Correction Now? Not Likely Without the Set Up.
There are certainly many justifiable fundamental reasons for stocks to take their long overdue (and healthy) corrective tumble right now but in one important aspect such a decline is not likely to occur just yet – the set up is absent.
It is an extremely rare occurrence when a meaningful correction (10%+) occurs without certain market preconditions in place prior to the decline. Absent these preconditions, market declines have an “out of the blue” quality to them and tend to be limited to the 3 to 5% range. The rationale for the preconditions (the set up) is rather straight forward – before a trend reversal can take place, weakness must begin to emerge so that the apparent forces that drove prices higher were actually exhibiting signs of exhaustion when one looks beyond the headline major indices. Typically the signs of weakness are most apparent in the form of divergences – price action divergences between the major, headline indices and other important sectors of the market.
The first chart above (click image to enlarge) shows that such a divergence had potential in November into December last year but was clearly resolved to the bull case before the year was out with higher highs being made with all size indices confirming. As the chart clearly shows, however, no such divergences preceded the current drop*.
Another aspect of the set up is the price point at which the decline takes place. For example, when a decline begins at a price point of no consequence (e.g. NOT at a moving average) the decline again has the features of an “out of the blue” style drop. Moreover, it always adds power to the decline argument when price crosses a key moving average, such as the 50 day moving average, at the same time the 50 day crosses the longer term 200 day moving average. (This is what some call the “golden cross”, which I have labeled a mega trend reversal.)

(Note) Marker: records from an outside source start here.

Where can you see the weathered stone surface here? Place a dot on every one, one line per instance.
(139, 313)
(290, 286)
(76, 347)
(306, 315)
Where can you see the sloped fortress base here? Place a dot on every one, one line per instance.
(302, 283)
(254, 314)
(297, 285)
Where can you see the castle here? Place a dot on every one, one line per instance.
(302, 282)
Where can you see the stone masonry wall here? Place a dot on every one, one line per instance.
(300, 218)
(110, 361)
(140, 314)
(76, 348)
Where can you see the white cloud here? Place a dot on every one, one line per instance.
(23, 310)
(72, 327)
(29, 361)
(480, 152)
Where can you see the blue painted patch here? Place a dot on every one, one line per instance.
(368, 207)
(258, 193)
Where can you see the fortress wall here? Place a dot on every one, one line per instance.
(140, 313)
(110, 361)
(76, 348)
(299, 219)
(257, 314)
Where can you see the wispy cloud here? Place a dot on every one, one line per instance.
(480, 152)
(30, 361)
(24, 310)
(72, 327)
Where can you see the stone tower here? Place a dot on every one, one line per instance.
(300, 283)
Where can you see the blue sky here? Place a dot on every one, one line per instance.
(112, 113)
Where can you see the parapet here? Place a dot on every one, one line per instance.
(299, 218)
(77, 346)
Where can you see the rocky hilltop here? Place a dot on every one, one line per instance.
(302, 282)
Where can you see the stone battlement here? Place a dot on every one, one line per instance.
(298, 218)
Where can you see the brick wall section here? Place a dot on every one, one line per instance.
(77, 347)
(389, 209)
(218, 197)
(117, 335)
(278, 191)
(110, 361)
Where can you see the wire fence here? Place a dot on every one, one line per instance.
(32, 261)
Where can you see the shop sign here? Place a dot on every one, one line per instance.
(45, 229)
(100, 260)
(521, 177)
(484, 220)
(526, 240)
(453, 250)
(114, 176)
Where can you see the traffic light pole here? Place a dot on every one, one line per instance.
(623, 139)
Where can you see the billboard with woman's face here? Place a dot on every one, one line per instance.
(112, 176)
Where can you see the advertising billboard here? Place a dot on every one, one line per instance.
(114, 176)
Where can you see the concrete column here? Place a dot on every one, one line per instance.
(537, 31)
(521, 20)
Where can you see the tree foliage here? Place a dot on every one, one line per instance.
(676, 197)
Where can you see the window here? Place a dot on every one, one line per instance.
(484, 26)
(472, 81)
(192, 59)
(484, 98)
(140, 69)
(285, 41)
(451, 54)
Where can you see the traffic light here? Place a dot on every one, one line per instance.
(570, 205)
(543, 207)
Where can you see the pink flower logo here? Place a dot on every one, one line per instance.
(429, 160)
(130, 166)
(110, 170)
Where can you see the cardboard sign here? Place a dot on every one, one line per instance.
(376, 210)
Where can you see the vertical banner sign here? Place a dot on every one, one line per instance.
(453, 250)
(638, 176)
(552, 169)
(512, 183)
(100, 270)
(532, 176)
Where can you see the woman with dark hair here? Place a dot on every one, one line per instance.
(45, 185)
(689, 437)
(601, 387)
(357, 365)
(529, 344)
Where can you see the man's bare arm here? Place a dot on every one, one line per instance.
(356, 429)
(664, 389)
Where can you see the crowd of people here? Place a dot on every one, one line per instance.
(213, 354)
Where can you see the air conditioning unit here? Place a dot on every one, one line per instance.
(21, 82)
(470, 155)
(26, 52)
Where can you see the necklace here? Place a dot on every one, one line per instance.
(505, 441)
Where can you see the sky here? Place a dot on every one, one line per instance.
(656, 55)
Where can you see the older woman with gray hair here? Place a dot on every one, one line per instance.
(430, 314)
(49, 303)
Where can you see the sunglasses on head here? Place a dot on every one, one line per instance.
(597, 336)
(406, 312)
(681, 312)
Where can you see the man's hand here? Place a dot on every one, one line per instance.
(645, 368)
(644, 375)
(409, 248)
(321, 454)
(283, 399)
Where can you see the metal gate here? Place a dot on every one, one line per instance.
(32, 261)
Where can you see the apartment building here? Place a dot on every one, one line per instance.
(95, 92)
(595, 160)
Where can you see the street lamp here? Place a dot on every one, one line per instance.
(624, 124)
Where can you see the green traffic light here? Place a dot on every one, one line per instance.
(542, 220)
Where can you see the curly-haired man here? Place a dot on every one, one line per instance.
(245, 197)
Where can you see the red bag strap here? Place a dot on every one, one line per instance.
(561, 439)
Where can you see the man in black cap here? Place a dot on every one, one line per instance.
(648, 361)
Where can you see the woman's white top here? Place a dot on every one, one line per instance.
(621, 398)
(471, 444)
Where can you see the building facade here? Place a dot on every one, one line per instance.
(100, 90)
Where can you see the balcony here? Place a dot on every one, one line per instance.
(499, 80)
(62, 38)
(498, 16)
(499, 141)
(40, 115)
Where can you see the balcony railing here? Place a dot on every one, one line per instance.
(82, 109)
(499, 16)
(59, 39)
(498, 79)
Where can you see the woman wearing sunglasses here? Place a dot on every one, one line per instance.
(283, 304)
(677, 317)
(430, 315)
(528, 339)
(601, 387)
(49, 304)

The second chart above makes this quite clear as the US market is a long way away from producing such a reversal signal. Price has broken its 50 day moving average, but it has done that several times before**. Moreover, price is well above its 200 day moving average and the 50 day is a long way from crossing the 200 day***.
Investment Strategy Implications
While there are many fundamental reasons for equities to decline (over valuation being one of them), the technicals of this market do not argue for a sustainable decline at this time.
*The same conditions are found when comparing US to various global indices.
**The above chart is only the last 6 months. Since the bull rally began in early March 2009, price has crossed the 50 day 3 times.
***The correction case would morph to the bear case should price remain below both moving averages and both moving averages point downward. Hence, the mega trend reversal.